Even though the story is about murder, the novel is not a mystery novel. We are introduced to Susie’s killer, George Harvey, in the first chapter. Susie gives the context of the murder by giving the time period and the relative location of the suburbs, and noting that murders like this were not common. The rape and murder set the tone for the novel; all of the subsequent events and relationships are a result of the murder. While she is being raped Susie thinks of her first kiss with Ray Singh, foreshadowing the fact that throughout the novel all sex is overshadowed by Susie’s experience with Mr. Harvey. During her rape, Susie describes how she feels using simile—she is like a sea, and she also feels like she is being turned inside out like a cat’s cradle. By comparing herself to other things, Susie demonstrates that she feels as though she is not in her body. Susie survives the rape, but knows he is going to kill her. As if in acknowledgment of that fact, the knife that Mr. Harvey uses smiles at her.

Mr. Harvey’s affinity for both construction of new spaces and for destruction of life and evidence sets up a theme: construction and destruction are naturally equal and opposites, and they continue to oppose each other throughout the novel. The murder starts off the cycle of destruction, as Mr. Harvey kills Susie and cuts up her body and in turn Susie’s family begins to fall apart as they deal with the grief.

In Chapter 2, Susie describes how rabbits sometimes bring home poison and the whole family dies inside the dens; the rabbits serve as an allegory for what is going on in Susie’s family. The poison for them is the devastation from the loss of Susie; the grief is affecting them all and destroying them by pulling them apart. In addition, the recovery of some of Susie’s things, and of the one elbow, leaves the family in pieces as well—each family member is affected differently by the objects/body parts that are found, thus emphasizing the differences in their grieving. Susie’s mother is particularly affected by the hat she made for Susie—this is what breaks her. From that point on, Abigail acts numb to Susie’s death and begins to reconsider her role as mother. Lindsey does not talk about her grief with anyone, and when the principal at school tries to console her, Lindsey is cold. Jack feels extremely guilty that he was not there to help Susie, and he also feels the responsibility to help Lindsey and Abigail through their grief, but does not know how.

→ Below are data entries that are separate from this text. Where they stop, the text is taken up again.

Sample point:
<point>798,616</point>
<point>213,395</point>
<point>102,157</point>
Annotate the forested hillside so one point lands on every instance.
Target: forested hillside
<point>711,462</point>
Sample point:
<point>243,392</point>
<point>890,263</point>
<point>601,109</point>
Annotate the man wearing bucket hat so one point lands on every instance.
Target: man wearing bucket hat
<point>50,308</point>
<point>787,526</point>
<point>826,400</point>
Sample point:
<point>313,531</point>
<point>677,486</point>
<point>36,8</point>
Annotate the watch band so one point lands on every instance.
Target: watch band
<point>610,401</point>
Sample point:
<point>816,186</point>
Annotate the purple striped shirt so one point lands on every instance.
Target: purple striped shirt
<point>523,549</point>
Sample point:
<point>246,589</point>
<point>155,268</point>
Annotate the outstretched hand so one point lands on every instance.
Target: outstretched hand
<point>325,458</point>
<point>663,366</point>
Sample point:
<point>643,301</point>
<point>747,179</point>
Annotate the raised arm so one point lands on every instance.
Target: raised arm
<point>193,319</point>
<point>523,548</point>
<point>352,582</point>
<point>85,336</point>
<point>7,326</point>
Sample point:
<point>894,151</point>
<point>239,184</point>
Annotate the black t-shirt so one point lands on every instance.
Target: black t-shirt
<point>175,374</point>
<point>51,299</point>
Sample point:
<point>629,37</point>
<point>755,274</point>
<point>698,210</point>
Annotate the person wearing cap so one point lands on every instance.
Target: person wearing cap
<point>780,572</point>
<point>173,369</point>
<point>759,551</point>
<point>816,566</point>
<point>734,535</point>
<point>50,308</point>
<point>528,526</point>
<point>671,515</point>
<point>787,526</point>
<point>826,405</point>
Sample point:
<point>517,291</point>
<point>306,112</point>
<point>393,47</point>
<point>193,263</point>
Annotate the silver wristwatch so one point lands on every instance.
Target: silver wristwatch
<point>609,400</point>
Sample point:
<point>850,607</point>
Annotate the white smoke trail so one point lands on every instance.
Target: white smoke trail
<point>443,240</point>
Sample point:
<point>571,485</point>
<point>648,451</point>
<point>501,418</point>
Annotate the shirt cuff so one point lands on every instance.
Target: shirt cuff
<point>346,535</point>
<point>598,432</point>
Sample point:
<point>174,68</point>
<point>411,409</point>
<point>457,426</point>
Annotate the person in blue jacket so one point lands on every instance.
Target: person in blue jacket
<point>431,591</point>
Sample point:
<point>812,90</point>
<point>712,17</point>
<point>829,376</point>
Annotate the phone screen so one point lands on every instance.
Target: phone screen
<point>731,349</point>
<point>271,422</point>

Chapter 2 also introduces the concept of the Inbetween as depicted by Buckley’s drawing; the Inbetween plays an important role in the novel, because it is Susie’s only way of coming in contact with her family and friends. Chapter 3 marks the first time that Susie is able to break the Inbetween—by casting her face into the shards of her father’s destroyed model ships. In the wake of Susie’s death, there is much destruction as the family is not yet ready to move on and build a new life without Susie; here, the ships are a symbol of that destruction. Later in the novel, Jack will again consider building ships with his grandchild, as he survives the grief of Susie’s loss.

Chapter 3 introduces the powerful effect that a photograph can have, a theme that runs through the novel. After Ruth Connors is touched by Susie’s soul, she gets to know Susie through photographs that she finds in the yearbook and in Clarissa’s locker. Even though Ruth was not close with Susie while she was living, she feels closer to her after her death by looking at photographs of her. Chapter 3 also includes a description of the photograph that Susie took of Abigail, a photograph that appears repeatedly throughout the novel. This photograph has the power of unmasking Abigail; when Abigail is not aware of anyone else around her, she is the person she was before she took on the role of wife and mother. Susie later refers to the woman in the picture as a mother-stranger, and the mysterious mother, because Susie does not fully know or understand this side of her mother. Both the pictures that Ruth looks at and the picture of Abigail are open to interpretation by the viewer. While the picture may reveal some new information about the subject, it is up to the viewer to decide what she is learning and seeing from the picture, because a picture can have a different meaning for each viewer.